We continued along the road to the small parking lot at the trailhead, where I had emerged from the woods the night before. It was easy to see now that I had walked past the trailhead at least once in the process of doubling back to Sand Beach. The short spur to the parking lot is not marked as such on the trail.

My feet stung terribly in borrowed sandals, and I was very sore and stiff. Still we needed only three minutes to reach the rocky cove. We located the same side path I had climbed the night before, and I cautiously crept across the rocks to the slope with its fortunate handholds and footholds. Caught up in re-living the scene, I had yet to process the fact that the kayak was no longer in it.

I heard a shout from along the shore, about 25 yards to the north. I looked up to see Damon pumping his fists in the air. He’d found it. The shore in that direction was so broken and rough that I required a serpentine up-and-down route to reach him. The tide was lower now and revealed plunging cliffs and slimy pits of rockweed. The kayak had fetched up on a broad round boulder, right-side-up and bent over at the cockpit.

My wounded kayak
My kayak, near where Damon found it, the day after I ditched it.
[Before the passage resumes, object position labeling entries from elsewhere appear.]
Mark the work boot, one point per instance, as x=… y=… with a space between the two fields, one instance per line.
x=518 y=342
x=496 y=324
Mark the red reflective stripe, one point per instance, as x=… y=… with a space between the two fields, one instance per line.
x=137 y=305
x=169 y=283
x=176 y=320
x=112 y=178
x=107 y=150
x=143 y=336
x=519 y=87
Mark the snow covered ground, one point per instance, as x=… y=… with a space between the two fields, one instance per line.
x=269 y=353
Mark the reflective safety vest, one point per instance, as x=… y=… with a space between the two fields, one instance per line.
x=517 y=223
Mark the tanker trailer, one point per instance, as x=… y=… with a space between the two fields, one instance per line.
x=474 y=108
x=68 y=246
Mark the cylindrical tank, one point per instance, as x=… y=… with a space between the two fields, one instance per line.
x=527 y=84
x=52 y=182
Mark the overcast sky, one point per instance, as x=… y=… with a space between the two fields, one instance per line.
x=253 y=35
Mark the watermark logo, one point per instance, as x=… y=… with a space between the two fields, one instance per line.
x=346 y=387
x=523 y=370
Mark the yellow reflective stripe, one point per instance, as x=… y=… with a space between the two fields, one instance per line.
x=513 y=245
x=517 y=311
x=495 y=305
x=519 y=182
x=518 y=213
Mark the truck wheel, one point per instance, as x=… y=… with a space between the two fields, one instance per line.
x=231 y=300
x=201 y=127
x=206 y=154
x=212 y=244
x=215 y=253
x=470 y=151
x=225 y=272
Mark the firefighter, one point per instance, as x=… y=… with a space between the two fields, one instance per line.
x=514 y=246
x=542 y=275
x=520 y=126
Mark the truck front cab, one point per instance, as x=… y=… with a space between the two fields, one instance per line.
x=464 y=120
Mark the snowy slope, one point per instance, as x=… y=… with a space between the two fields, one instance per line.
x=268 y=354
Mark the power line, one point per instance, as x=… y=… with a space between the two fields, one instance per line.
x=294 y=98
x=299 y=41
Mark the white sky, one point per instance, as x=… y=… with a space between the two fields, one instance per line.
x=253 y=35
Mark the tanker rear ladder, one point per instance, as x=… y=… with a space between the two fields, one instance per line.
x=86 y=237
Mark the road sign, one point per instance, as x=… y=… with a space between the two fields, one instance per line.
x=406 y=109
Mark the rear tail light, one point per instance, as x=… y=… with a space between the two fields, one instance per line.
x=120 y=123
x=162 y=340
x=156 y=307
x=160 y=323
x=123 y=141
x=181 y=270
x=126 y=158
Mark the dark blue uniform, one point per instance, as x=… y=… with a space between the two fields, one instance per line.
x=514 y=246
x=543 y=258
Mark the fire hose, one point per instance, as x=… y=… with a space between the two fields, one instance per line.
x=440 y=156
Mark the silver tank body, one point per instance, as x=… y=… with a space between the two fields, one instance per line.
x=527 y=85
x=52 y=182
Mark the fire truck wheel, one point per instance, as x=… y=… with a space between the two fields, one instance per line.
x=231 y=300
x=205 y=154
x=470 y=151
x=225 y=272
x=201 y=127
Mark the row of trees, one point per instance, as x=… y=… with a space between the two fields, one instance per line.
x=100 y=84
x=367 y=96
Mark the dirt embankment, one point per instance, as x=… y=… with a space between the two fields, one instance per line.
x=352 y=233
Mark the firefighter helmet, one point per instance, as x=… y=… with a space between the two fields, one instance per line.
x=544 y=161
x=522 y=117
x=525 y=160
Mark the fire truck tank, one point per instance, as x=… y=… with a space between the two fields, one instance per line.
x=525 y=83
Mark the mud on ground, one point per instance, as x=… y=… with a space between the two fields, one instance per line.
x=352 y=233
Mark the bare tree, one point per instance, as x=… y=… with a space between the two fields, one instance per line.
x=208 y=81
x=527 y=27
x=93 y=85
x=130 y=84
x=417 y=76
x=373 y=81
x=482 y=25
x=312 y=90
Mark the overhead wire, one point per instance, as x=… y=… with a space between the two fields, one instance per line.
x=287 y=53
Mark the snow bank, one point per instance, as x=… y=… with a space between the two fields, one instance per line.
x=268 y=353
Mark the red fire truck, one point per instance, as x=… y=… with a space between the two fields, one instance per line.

The rear compartment was filled with water from a torn hatch cover, and the other compartments were wet. The cockpit was flooded. The plastic hull was deeply scratched. We ferried gear over a treacherous route of slippery rockweed and steep rocks to a flat area near the path. Damon and I pulled the kayak off the boulder and I pressed out the sickening hull crease by standing on it. Solely by luck we’d arrived just in time to beat the incoming tide. The rockweed would be under water soon.

Finally, we climbed the trail to the parking lot with the kayak and the gear, stowed it on and in the car, and drove off to Damon’s house for dinner.
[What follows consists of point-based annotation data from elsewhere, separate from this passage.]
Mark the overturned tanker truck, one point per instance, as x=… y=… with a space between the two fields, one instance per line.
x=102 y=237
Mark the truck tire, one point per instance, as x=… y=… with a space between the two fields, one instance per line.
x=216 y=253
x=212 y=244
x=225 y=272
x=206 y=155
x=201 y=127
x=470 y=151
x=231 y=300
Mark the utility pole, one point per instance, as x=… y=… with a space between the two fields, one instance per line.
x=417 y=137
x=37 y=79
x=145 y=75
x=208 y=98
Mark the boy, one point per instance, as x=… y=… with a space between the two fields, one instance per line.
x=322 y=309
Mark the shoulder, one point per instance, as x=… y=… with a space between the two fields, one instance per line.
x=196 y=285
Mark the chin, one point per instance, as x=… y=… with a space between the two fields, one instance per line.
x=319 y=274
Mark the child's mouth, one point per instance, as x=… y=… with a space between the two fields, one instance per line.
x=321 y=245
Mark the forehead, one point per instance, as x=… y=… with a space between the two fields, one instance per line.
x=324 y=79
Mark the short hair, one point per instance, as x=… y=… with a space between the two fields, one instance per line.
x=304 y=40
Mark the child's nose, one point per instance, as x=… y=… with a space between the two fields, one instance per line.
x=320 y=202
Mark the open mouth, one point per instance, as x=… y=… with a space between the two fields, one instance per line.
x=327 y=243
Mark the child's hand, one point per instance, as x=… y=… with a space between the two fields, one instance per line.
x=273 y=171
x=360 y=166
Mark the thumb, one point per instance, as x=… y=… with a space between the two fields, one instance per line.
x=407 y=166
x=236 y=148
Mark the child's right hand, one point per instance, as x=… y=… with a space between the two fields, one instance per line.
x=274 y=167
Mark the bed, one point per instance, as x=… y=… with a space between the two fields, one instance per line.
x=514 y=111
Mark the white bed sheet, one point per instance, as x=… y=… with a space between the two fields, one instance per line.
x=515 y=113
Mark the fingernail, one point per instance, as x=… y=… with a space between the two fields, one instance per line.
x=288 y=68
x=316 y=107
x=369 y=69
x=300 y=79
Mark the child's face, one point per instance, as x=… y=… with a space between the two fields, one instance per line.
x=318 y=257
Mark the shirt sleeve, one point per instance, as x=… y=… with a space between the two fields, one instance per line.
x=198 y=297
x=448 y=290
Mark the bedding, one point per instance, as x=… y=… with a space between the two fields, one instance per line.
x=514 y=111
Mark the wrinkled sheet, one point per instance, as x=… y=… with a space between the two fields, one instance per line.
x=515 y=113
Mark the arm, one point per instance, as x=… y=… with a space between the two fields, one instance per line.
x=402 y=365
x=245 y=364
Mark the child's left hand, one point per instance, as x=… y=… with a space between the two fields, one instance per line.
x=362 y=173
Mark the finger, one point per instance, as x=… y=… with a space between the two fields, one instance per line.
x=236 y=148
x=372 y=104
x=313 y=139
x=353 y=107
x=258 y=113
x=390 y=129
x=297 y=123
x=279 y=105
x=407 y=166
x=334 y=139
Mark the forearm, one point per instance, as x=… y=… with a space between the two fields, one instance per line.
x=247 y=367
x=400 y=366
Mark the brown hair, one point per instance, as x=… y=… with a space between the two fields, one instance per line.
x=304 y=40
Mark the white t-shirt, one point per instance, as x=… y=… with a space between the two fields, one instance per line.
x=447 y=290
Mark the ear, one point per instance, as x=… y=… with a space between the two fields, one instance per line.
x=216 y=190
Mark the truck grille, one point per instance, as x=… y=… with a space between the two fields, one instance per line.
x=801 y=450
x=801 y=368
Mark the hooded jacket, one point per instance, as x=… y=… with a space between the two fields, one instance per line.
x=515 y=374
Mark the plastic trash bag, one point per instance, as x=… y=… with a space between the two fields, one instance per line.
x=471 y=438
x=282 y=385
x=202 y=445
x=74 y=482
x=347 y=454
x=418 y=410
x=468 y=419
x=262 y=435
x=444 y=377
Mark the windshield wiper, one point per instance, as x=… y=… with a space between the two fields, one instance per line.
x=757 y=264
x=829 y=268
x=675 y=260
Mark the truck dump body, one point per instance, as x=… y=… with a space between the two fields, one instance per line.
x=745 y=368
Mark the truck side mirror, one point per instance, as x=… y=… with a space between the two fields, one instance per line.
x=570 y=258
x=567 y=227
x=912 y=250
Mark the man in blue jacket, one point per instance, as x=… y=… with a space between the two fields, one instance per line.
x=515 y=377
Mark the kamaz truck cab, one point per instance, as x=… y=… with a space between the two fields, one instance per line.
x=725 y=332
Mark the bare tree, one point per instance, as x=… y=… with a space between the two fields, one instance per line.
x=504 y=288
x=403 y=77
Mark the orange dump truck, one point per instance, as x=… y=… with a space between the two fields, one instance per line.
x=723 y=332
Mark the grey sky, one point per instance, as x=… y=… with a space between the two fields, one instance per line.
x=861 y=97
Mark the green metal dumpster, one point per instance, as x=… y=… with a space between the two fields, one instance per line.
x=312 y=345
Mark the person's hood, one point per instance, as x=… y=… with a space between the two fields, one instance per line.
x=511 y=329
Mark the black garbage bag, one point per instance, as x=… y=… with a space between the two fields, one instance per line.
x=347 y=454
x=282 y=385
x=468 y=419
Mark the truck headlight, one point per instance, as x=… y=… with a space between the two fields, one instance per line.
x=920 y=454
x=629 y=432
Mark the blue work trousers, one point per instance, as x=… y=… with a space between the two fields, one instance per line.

I wish I had been more prepared for the recovery, because I might have found my cell phone, my flashlight and my diving mask near shore. The local chart, which I had saved at Ship Harbor, was probably swept away as soon as I capsized. My foam sandals, pump and one of the Nalgene quart bottles probably floated out of the cockpit soon after the capsize and are almost certainly lost.

Amazingly, I found the other Nalgene bottle floating loose inside the cockpit, its tether broken. But many hundreds of dollars’ worth of gear was lost. One might point out that my life — my irreplaceable life — was saved, and with it a husband and a father and a son. Sure, I see that. But it’s not in dollars that I measure the loss.

For one thing, I didn’t finish the trip. Though technically my final landing point is within the town of Bar Harbor, it’s short of what I imagined, what I wanted.

I wanted to paddle up to the dock, at the bottom of the hill by the village, at the heart of town. I arrived there nearly 20 years ago to craft a future, and left to simply find one. Why there, if not to chase the ghosts of opportunities lost?

Even if I’d finished it, what then? I might have been disappointed, though not likely surprised, that pride shall not have been won in a week’s accomplishment.

For another, I’m haunted by the thought that I should have died, that it would have been better to die than to live only a short time longer and experience the horror of declining into helplessness at middle age. Was this voyage not heroic, nor even amusing, but an indulgence borrowed against regret? Shall it only be repaid with my life?


When I was a boy of about 12 years, I would ride my bike around the neighborhood. One day I rode my bike into the country, past the limit of pavement, by miles of inhuman quiet, farther than ever before, all the way to the end of the road, where stood a gate.

Strangely, the pavement resumed. Beyond the gate it climbed steeply around a corner at the foot of a mountain. A sign warned of “blasting” ahead: on the sound of two whistles, take cover. I was startled. I was fascinated.

I felt, for the first time in my life, the thrill of exploration: a map unfolding in my mind, blank but for that scratch of road scaling the width of the world. Over the years it grew, up to the mountain quarry, into the woods, down to the brooks and cellar holes. It seems so vast now but scarred with routine.

Thrill would not again taste so sweetly of growing up. Only a defiant struggle now can mask the sorrow that taints it, for in grasping the moment it is smothered by a memory too anxious to be made.